Friday, January 13, 2012

Professor Lisa Ohm Reviews Book about Childhood under Nazism

Mahlendorf, Ursula. The Shame of Survival: Working Through a Nazi Childhood. University Park, PA: Pennsylvania State UP, 2009. Cloth, 376 pp., $29.95. Paper, 376 pp., $21.95. «www.psupress.org »

   "Du bist nichts, dein Volk ist alles." In her new book, Ursula Mahlendorf, eighty-one, records a lifetime spent unpacking bit by bit that Nazi slogan embedded in her psyche as a child.
   Born in 1929 in the small German quarry town of Stehlin in Silesia, now Strzelin in Poland, young Ursula became a member of the Jungmädel, the Nazi youth organization for girls aged ten-fourteen, and then the Bund Deutscher Mädel [BDM], the Hilter Youth organization for girls fourteen-eighteen. She happily hiked with Hitler youth groups and dutifully collected winter clothing for German soldiers while she was being prepared to eventually teach in newly established German schools in the conquered territories to the East. Mahlendorf, Professor emerita in the University of California-Santa Barbara's German Department, earned the Ph.D. in German Literature from Brown University in 1958 and lives in the U.S. Once she started her memoir, she wrote quickly, finishing her first draft in six months. Although the flow of writing suggests she was able to "write herself free," she says that a sense of shame still haunts her today.
   Mahlendorf's book provides a necessary perspective on the Third Reich beyond the present dominance of Holocaust and resistance narratives. She describes her personal experiences growing up in Nazi Germany, freely admitting that she most likely would have become a Nazi despite her objections to certain aspects of the Party's program (26). The war's end in May 1945 ended her nazification process a few months before her sixteenth birth-day. She records how the Nazi system exploited her youth: her longing for a better education than the class system then allowed, her youthful desire to make a difference in someone's life, and her natural love of country and willingness to serve.
    Young Mahlendorf, in the face of her father's death, the war, illness, growing deprivation, loss, and resettlement, focused on the narrow goal of getting an education, which, she realized early, could not be stolen, lost, or left behind. Reading voraciously, she permitted herself to feel emotions generated by poetry, nature, and music, but buried her emotions of fury, resentment, regret, distrust, shame, grief, and loss deep below a shell of "numbness and toughness" (233).
   During the decades after World War II, few if any were prepared to see the Germans-even youngsters like Mahlendorf-as victims of Hitler and the Nationalsozialistishe Deutsche Arbeiterpartei, known simply as the Party since all other political parties had been outlawed. Mahlendorf argues that her experiences in the Hitler Youth, like the experiences of other perpetrators and bystanders, are highly instructive and must be studied as carefully as the stories of victims and resisters have been.
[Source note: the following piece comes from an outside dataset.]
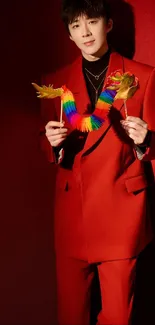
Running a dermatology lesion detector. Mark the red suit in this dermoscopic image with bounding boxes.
[40,52,155,325]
For young women, she writes, "leadership in the Jungmädel, the BDM, and the labor Service opened up a wide spectrum of entirely new careers with prospects of rising in the HJ hierarchy all the way to the highest level, the Reichsjugendführung, the national youth leadership" (113). Those opportunities fueled her desire to compete and succeed.
   Two earlier accounts of HJ activity, Hans Peter Richter's I was there (1962) and Melita Maschmann's Account Rendered: A Dossier on my Former Self (1963) were important to Mahlendorf's Vergangenheitsbewältigung. Nearly a decade older than Mahlendorf, Maschmann was a BDM leader and later worked in the Labor Service in Polish territories occupied by and then incorporated into Hitler's Germany. Reading Maschmann in the 1990s, Mahlendorf writes that she "shuddered" when she realized what her own leadership role might have been in "Germanizing the conquered east" (166, 131).
   By placing her personal experiences growing up in the 1930s and 1940s in the wider socio-historical, political, and cultural context of the period and its aftermath, Mahlendorf's compelling memoir provides great value for students of history and social sciences as well as literature at the high school, university, or adult-learner level. Her story is well-written, many-sided, thoughtful, and honest. Mahlendorf's absorbing and powerful memoir reminds us how easily the goodwill and patriotism of the young can be exploited by a government to immoral ends, and how long-lasting and challenging the effects are for youngsters caught up in a political movement.